2A ROC curves for ten models in the training cohort. 2D ROC curves for ten models in the validation cohort. 2B Calibration curves for ten models in the training cohort. 2E Calibration curves for ten models in the validation cohort. 2C DCA curves for ten models in the training cohort. 2F DCA curves for ten models in the validation cohort
Table 5.
Performance parameters of the ten models in both the training and validation cohorts
| Data set | ML | Accuracy | Sensitivity | Specificity | Precision | F1 |
|---|---|---|---|---|---|---|
| Training set | Logistic | 0.793 | 0.695 | 0.882 | 0.841 | 0.761 |
| SVM | 0.788 | 0.705 | 0.864 | 0.824 | 0.760 | |
| GBM | 0.912 | 0.919 | 0.906 | 0.898 | 0.908 | |
| NeuralNetwork | 0.840 | 0.776 | 0.897 | 0.872 | 0.821 | |
| RandomForest | 1.000 | 1.000 | 1.000 | 1.000 | 1.000 | |
| Xgboost | 0.835 | 0.793 | 0.873 | 0.849 | 0.820 | |
| KNN | 0.901 | 0.911 | 0.892 | 0.884 | 0.897 | |
| Adaboost | 0.761 | 0.616 | 0.892 | 0.837 | 0.710 | |
| LightGBM | 0.986 | 0.977 | 0.995 | 0.994 | 0.985 | |
| CatBoost | 0.829 | 0.840 | 0.819 | 0.807 | 0.823 | |
| Test set | Logistic | 0.807 | 0.757 | 0.853 | 0.824 | 0.789 |
| SVM | 0.805 | 0.721 | 0.882 | 0.847 | 0.779 | |
| GBM | 0.850 | 0.829 | 0.869 | 0.852 | 0.840 | |
| NeuralNetwork | 0.833 | 0.766 | 0.894 | 0.867 | 0.813 | |
| RandomForest | 0.824 | 0.802 | 0.845 | 0.824 | 0.813 | |
| Xgboost | 0.820 | 0.788 | 0.849 | 0.825 | 0.806 | |
| KNN | 0.822 | 0.806 | 0.837 | 0.817 | 0.812 | |
| Adaboost | 0.760 | 0.613 | 0.894 | 0.840 | 0.708 | |
| LightGBM | 0.794 | 0.788 | 0.800 | 0.781 | 0.785 | |
| CatBoost | 0.779 | 0.847 | 0.718 | 0.732 | 0.785 |
Fig. 3.
3A Ten-fold cross-validation of the training set. 3B Ten-fold cross-validation of the validation cohort. 3C Confusion matrix results for ten models in the training cohort. 3D Confusion matrix results for ten models in the validation cohort
Characteristic importance and interpretability of GBM model
The feature importance of GBM model was assessed using SHapley Additive exPlanation (SHAP).
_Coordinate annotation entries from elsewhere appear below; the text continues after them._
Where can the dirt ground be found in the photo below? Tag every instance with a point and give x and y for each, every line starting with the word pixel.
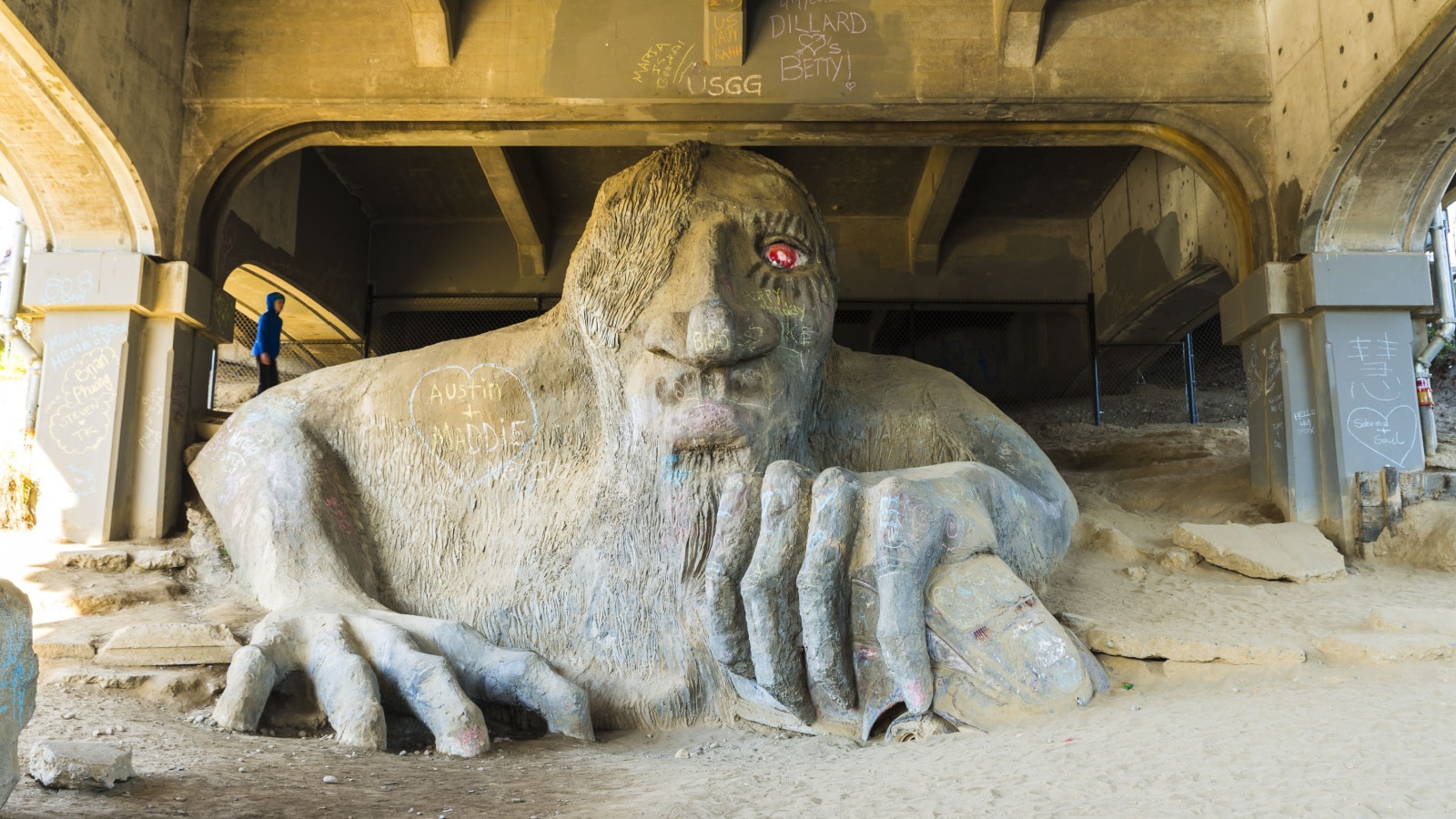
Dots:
pixel 1321 738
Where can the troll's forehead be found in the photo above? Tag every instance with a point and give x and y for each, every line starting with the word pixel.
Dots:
pixel 626 249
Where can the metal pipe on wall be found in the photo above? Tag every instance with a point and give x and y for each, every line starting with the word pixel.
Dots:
pixel 1445 331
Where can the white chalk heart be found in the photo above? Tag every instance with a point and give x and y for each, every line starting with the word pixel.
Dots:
pixel 473 421
pixel 1390 435
pixel 813 43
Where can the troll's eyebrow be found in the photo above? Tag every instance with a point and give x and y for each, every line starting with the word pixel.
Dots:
pixel 762 222
pixel 781 222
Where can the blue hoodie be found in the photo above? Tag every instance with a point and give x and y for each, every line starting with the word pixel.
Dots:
pixel 269 327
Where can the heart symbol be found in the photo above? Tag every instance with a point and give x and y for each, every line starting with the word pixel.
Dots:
pixel 812 43
pixel 475 421
pixel 1390 435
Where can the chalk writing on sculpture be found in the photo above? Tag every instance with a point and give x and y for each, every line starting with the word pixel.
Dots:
pixel 84 417
pixel 662 65
pixel 1390 435
pixel 1390 430
pixel 473 421
pixel 70 288
pixel 820 43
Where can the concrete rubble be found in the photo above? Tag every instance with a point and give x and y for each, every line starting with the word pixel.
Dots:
pixel 1395 636
pixel 1145 642
pixel 79 763
pixel 18 671
pixel 169 644
pixel 157 560
pixel 96 560
pixel 1269 551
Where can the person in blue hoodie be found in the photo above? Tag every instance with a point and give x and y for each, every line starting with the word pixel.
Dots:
pixel 269 329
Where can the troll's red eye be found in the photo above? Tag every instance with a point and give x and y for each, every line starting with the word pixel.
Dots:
pixel 783 256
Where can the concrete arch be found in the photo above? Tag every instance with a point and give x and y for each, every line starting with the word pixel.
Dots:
pixel 63 167
pixel 1388 174
pixel 1237 184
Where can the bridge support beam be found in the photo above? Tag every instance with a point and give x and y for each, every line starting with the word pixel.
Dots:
pixel 123 339
pixel 1331 383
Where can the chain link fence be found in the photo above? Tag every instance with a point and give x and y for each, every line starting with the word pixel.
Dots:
pixel 1196 379
pixel 410 322
pixel 1028 358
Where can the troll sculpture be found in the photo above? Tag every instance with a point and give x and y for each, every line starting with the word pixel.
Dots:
pixel 670 499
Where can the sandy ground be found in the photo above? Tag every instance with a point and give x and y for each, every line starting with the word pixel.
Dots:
pixel 1205 739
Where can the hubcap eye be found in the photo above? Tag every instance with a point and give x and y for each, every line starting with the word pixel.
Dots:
pixel 783 256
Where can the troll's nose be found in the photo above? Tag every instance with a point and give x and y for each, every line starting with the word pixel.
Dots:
pixel 713 334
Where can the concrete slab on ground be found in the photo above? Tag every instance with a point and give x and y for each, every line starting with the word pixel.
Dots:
pixel 169 644
pixel 1269 551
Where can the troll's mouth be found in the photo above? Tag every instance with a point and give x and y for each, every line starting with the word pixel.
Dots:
pixel 708 424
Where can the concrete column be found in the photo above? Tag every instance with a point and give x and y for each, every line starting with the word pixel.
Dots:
pixel 1330 363
pixel 120 334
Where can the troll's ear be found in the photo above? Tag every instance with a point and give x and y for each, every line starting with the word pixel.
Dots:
pixel 626 251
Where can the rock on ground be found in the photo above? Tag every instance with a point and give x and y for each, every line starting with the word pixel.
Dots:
pixel 96 560
pixel 1383 647
pixel 79 763
pixel 18 671
pixel 157 560
pixel 1414 622
pixel 1269 551
pixel 1149 643
pixel 169 644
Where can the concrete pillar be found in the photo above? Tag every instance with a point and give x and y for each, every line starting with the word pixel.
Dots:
pixel 118 339
pixel 1330 363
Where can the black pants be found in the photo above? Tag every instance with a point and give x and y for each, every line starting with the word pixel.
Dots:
pixel 267 375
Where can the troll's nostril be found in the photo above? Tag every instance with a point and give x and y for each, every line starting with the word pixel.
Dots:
pixel 711 331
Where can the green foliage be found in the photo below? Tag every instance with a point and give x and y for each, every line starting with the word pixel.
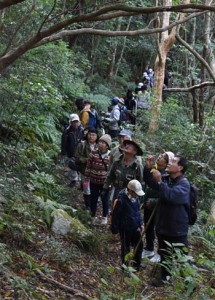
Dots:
pixel 182 137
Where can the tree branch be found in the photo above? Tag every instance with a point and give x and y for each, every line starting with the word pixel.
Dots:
pixel 190 89
pixel 64 33
pixel 8 3
pixel 11 56
pixel 197 55
pixel 19 25
pixel 46 18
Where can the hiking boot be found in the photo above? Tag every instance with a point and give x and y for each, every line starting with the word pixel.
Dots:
pixel 155 258
pixel 94 220
pixel 73 183
pixel 140 267
pixel 147 253
pixel 104 221
pixel 159 282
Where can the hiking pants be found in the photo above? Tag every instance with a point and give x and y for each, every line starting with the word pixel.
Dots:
pixel 165 251
pixel 150 232
pixel 96 190
pixel 130 239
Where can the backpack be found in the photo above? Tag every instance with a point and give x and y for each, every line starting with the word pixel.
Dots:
pixel 192 211
pixel 193 204
pixel 92 119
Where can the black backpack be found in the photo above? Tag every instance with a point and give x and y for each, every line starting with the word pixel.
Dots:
pixel 192 212
pixel 193 204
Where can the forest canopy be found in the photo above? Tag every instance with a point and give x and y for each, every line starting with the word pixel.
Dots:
pixel 55 51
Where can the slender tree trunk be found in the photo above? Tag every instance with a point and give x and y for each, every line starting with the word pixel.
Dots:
pixel 123 48
pixel 203 72
pixel 114 52
pixel 164 43
pixel 195 105
pixel 95 43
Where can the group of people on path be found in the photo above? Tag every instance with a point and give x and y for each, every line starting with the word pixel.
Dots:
pixel 110 173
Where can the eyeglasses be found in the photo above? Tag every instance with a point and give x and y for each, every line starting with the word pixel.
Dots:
pixel 164 156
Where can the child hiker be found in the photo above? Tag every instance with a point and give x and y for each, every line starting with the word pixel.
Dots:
pixel 127 221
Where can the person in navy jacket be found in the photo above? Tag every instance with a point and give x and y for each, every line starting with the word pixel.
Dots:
pixel 173 208
pixel 127 221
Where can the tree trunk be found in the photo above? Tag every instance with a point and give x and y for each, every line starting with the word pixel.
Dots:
pixel 195 106
pixel 95 43
pixel 123 48
pixel 114 52
pixel 164 43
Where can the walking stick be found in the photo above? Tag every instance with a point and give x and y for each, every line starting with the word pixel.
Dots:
pixel 145 229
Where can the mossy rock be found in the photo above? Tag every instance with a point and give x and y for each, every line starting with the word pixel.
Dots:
pixel 64 224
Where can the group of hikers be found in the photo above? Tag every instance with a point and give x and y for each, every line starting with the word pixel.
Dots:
pixel 126 186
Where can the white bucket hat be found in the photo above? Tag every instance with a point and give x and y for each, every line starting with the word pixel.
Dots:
pixel 135 186
pixel 74 117
pixel 170 156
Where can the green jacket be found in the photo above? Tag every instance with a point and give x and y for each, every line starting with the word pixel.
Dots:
pixel 119 175
pixel 81 155
pixel 151 195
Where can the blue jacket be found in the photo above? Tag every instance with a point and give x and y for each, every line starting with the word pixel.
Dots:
pixel 173 207
pixel 126 215
pixel 70 139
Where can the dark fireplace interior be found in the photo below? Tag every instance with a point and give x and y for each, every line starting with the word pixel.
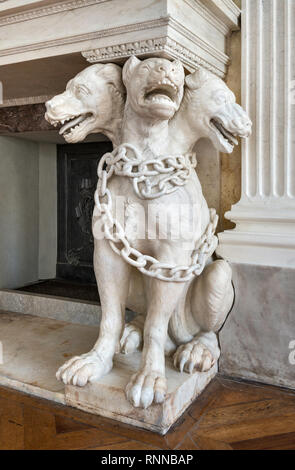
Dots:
pixel 76 184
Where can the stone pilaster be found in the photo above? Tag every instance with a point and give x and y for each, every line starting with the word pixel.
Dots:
pixel 265 215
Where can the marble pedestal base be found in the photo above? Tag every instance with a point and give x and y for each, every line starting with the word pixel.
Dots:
pixel 34 348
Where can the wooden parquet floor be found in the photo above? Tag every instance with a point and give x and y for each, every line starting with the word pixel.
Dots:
pixel 228 415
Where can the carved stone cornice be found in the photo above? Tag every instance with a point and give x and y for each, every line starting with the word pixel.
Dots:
pixel 46 11
pixel 88 36
pixel 148 47
pixel 26 100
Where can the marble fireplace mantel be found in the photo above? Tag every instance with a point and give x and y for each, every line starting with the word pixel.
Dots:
pixel 194 31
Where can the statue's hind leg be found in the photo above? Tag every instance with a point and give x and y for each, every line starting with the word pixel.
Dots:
pixel 210 299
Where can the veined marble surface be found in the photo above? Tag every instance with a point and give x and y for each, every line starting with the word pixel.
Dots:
pixel 255 340
pixel 34 347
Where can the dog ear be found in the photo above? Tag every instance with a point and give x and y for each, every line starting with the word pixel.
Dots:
pixel 129 67
pixel 196 79
pixel 113 75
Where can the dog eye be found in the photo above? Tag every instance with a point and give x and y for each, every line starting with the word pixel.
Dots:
pixel 80 90
pixel 219 97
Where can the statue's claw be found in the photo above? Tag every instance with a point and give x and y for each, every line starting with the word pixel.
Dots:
pixel 146 388
pixel 80 370
pixel 194 356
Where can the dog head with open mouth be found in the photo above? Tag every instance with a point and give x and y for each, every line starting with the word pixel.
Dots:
pixel 154 86
pixel 92 102
pixel 211 109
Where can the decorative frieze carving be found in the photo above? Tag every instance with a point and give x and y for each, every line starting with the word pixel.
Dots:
pixel 46 11
pixel 150 46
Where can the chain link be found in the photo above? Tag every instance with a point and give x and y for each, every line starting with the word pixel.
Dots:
pixel 178 169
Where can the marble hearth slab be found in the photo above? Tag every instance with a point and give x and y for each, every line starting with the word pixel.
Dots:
pixel 34 348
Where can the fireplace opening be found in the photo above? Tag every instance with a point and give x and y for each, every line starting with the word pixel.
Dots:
pixel 76 184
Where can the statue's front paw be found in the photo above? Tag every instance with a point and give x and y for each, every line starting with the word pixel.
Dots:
pixel 193 356
pixel 146 388
pixel 79 370
pixel 131 339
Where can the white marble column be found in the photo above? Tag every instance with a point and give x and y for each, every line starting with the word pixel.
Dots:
pixel 265 215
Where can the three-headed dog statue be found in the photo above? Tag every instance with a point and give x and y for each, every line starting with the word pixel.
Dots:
pixel 181 296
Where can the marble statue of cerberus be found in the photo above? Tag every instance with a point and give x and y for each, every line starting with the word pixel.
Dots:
pixel 180 294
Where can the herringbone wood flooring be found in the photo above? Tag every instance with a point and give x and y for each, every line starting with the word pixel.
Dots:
pixel 228 415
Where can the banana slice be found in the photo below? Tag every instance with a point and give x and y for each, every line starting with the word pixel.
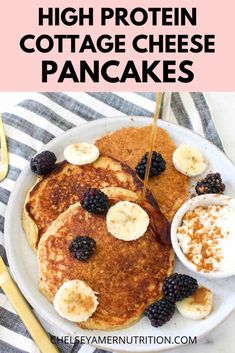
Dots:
pixel 127 221
pixel 188 160
pixel 81 153
pixel 75 301
pixel 198 306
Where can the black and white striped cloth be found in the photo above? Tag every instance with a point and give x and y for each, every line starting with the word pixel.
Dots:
pixel 40 118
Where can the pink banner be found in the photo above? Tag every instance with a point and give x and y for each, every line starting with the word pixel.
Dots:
pixel 101 46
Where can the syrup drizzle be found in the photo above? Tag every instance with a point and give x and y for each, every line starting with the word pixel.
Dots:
pixel 152 140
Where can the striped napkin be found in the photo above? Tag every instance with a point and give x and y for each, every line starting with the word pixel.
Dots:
pixel 40 118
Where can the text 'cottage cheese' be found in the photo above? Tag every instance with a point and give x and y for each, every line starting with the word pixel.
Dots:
pixel 207 238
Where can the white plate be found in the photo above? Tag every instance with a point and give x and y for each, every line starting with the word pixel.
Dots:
pixel 23 262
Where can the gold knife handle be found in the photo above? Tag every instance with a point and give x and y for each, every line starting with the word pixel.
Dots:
pixel 31 322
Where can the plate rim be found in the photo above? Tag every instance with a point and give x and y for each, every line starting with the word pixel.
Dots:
pixel 10 205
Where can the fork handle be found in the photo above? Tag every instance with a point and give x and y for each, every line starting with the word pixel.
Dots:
pixel 31 322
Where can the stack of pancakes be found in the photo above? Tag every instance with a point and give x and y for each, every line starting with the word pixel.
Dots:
pixel 127 276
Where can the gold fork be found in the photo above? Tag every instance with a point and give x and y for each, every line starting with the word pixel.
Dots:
pixel 21 306
pixel 4 153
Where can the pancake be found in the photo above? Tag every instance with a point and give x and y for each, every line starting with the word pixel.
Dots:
pixel 127 276
pixel 52 194
pixel 170 188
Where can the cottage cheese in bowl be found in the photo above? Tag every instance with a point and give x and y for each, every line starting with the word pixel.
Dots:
pixel 203 235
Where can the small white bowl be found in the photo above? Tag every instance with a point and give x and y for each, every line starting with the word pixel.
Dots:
pixel 204 201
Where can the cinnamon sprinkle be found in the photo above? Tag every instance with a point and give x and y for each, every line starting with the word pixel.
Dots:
pixel 199 238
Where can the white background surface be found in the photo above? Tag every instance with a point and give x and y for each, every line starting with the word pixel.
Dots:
pixel 222 339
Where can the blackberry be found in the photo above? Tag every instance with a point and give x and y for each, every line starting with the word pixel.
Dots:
pixel 211 184
pixel 158 165
pixel 160 312
pixel 43 162
pixel 82 247
pixel 95 201
pixel 179 286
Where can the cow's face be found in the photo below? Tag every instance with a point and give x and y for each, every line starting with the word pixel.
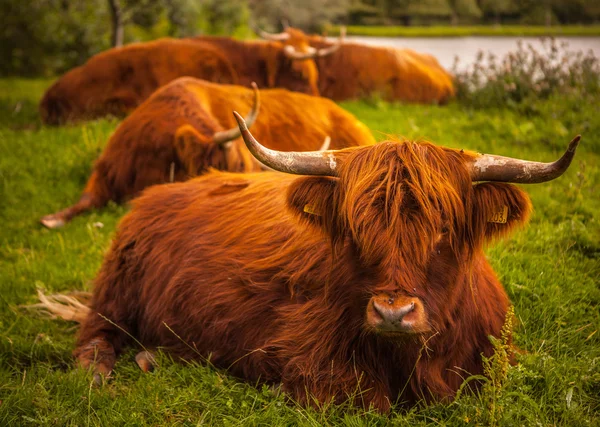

We analyzed the marginal contributions of the seven model features across all samples, combining feature importance and feature effects with summary plots (Fig. 4A and B). The results indicate that the features Albumin, LDL, HDL, and BMI exhibit more dispersed sample distributions, with a broader range of SHAP values. This suggests that these features have a significant impact on the model’s predictions. In contrast, the distributions for Risk factor and Triglycerides are concentrated around SHAP = 0, implying that these features exert a minimal effect. The dependence plot (Fig. 4C) demonstrates a nonlinear relationship between LDL levels and the target variable: as LDL increases within the 1–4 range, the SHAP values show a marked rise from − 0.25 to 0.25, indicating a substantial positive impact on model predictions. Beyond the threshold of 4, however, the SHAP values plateau around 0.25, suggesting a saturation effect where additional increases in LDL exert diminishing influence on the model’s output. Additionally, waterfall plots were generated to visualize the contribution of individual features to specific sample predictions (Fig. 4D).
Fig. 4.
4A Ranking of the importance scores for the sevent variables derived from the GBM-based model. 4B Swarm map based on SHAP interpretation. 4C Dependence plot between the characteristic variables gestational week and BMI. 4D Single-sample interpretable force diagram
Discussion
The occurrence of term low birth weight (TLBW) is influenced by a complex interplay of multiple factors. In this study, we developed and validated ten machine learning algorithms to predict TLBW based on perinatal data from pregnant women. Among these models, the GBM algorithm demonstrated exceptional performance, with AUC values of 0.972 and 0.915 in internal and external validation tests, respectively. The decision curve analysis (DCA) and calibration curves further confirmed the model’s strong applicability. We believe the GBM model’s superior accuracy is due to its nature as an ensemble learning algorithm, well-suited for handling large and complex datasets. The clinical significance of machine learning lies in its ability to identify risk factors closely associated with TLBW. Our analysis identified seven key predictors: BMI, risk factors, triglycerides, HDL, LDL, albumin, and cysteine.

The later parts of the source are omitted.